Hayat bazen öyle sürprizlerle doludur ki, insanın yüreğine işler. İşte tam da böyle bir hikaye, bir babanın fedakarlığının oğluna nasıl ilham olduğunu anlatıyor. Babasını küçük yaşta şehit veren genç, onun izinden giderek polis oldu. Bu yolculuk, hem hüzün hem de gurur dolu anlarla bezeli.
"Babama layık olmak istedim" diyor, gözlerindeki kararlılık her halinden belli olan genç polis.
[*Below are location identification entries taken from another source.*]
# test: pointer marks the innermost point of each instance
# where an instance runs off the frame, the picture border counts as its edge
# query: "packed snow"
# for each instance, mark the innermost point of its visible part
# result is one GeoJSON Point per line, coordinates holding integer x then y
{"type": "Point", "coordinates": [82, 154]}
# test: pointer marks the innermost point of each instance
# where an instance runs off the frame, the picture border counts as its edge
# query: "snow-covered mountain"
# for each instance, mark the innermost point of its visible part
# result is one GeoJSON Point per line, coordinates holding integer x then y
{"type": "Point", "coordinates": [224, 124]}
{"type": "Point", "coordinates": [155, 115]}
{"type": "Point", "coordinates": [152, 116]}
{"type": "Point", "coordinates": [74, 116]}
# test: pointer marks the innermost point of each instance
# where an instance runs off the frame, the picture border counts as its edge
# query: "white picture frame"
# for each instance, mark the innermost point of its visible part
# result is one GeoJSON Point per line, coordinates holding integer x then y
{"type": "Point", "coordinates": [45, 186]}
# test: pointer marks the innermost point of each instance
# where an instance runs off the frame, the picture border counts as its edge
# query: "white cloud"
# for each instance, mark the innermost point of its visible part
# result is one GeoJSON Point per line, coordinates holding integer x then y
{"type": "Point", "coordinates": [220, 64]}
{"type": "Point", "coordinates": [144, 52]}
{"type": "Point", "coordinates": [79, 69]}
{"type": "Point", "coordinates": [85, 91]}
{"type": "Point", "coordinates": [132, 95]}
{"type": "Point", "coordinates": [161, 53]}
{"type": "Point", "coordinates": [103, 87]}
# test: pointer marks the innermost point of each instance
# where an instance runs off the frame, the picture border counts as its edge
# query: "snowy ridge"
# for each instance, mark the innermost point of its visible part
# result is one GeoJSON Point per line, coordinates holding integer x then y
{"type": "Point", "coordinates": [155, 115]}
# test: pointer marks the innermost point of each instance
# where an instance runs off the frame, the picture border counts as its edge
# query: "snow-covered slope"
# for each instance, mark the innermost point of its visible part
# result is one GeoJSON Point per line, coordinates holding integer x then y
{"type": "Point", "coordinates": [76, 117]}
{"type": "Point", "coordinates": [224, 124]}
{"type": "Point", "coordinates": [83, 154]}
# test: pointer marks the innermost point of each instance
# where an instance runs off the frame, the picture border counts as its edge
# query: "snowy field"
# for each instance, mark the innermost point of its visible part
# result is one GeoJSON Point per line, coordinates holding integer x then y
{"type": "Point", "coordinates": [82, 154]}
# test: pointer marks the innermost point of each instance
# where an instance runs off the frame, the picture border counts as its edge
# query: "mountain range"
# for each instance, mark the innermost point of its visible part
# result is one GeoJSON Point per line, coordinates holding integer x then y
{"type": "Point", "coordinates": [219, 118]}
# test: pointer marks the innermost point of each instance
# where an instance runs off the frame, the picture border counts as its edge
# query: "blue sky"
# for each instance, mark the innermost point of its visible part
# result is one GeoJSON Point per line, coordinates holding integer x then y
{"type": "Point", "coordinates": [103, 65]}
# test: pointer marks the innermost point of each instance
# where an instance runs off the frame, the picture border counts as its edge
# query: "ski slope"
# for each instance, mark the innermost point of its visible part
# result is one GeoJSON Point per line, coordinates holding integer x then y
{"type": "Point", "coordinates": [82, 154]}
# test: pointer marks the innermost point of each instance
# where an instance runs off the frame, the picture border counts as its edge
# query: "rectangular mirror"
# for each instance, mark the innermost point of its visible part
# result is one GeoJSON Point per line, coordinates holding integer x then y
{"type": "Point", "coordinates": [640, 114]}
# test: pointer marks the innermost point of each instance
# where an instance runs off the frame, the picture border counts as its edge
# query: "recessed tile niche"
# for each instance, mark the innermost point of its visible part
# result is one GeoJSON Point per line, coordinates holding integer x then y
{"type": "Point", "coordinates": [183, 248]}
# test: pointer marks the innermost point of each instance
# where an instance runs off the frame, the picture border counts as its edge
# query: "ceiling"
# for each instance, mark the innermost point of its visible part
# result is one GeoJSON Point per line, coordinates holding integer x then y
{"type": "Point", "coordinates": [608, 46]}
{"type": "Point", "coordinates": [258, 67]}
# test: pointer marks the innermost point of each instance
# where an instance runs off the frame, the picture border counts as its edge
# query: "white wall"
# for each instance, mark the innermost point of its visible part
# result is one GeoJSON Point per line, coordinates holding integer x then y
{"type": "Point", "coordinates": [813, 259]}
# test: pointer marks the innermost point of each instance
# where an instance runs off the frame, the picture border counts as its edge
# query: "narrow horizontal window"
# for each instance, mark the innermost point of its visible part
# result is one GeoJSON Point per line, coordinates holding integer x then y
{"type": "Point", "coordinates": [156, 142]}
Babası, yıllar önce görev sırasında hayatını kaybetmiş. O günden sonra, küçük yüreğinde bir ateş yanmaya başlamış: "Ben de babam gibi olacağım."
Zorlu bir yolculuk
Polis olmak kolay değil, hele ki bir şehidin evladıysanız. Sınavlar, eğitimler, zorlu şartlar... Ama o, hiçbir zaman pes etmemiş. "Bazen çok yorulduğum oluyordu" diye itiraf ediyor, "Sonra babamı hatırlıyordum. O daha zor şartlarda mücadele etmişti."
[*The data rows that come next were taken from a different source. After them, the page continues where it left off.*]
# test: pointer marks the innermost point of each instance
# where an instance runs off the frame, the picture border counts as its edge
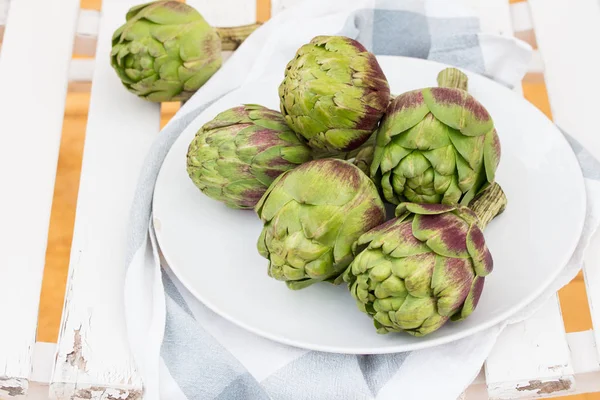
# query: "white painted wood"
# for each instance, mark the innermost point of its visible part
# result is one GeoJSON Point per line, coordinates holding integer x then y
{"type": "Point", "coordinates": [532, 358]}
{"type": "Point", "coordinates": [87, 32]}
{"type": "Point", "coordinates": [567, 35]}
{"type": "Point", "coordinates": [537, 62]}
{"type": "Point", "coordinates": [521, 16]}
{"type": "Point", "coordinates": [591, 271]}
{"type": "Point", "coordinates": [82, 69]}
{"type": "Point", "coordinates": [32, 101]}
{"type": "Point", "coordinates": [43, 362]}
{"type": "Point", "coordinates": [93, 357]}
{"type": "Point", "coordinates": [586, 362]}
{"type": "Point", "coordinates": [226, 12]}
{"type": "Point", "coordinates": [3, 17]}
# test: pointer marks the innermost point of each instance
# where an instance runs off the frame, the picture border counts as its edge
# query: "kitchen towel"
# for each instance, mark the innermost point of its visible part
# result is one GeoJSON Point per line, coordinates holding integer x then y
{"type": "Point", "coordinates": [185, 351]}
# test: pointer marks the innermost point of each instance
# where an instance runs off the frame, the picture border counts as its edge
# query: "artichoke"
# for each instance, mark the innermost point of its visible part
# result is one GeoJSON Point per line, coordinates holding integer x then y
{"type": "Point", "coordinates": [436, 145]}
{"type": "Point", "coordinates": [236, 156]}
{"type": "Point", "coordinates": [165, 51]}
{"type": "Point", "coordinates": [334, 93]}
{"type": "Point", "coordinates": [415, 272]}
{"type": "Point", "coordinates": [312, 215]}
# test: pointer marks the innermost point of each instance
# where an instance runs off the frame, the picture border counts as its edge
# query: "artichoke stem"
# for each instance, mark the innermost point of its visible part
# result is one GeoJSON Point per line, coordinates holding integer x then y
{"type": "Point", "coordinates": [490, 203]}
{"type": "Point", "coordinates": [232, 38]}
{"type": "Point", "coordinates": [453, 78]}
Annesi ise hem gurur duyuyor hem de endişeleniyor: "Babası gibi o da risk alıyor ama bu onun seçimi. Destek olmaktan başka şansım yok." Ailecek yaşadıkları acı, şimdi bir gurur kaynağına dönüşmüş durumda.
Mesleğe ilk adım
Eğitimini başarıyla tamamlayan genç, artık bir polis. İlk gününde babasının resmini cebinde taşımış. "Onunla gurur duyduğumu göstermek istedim" diyor. Meslektaşları ise bu kararlı genci takdirle karşılıyor.
Bu hikaye sadece bir meslek seçiminden ibaret değil. Bir babanın evladına bıraktığı en değerli miras: onurlu bir yaşam. Ve şimdi o genç, bu mirası taşımaya devam ediyor.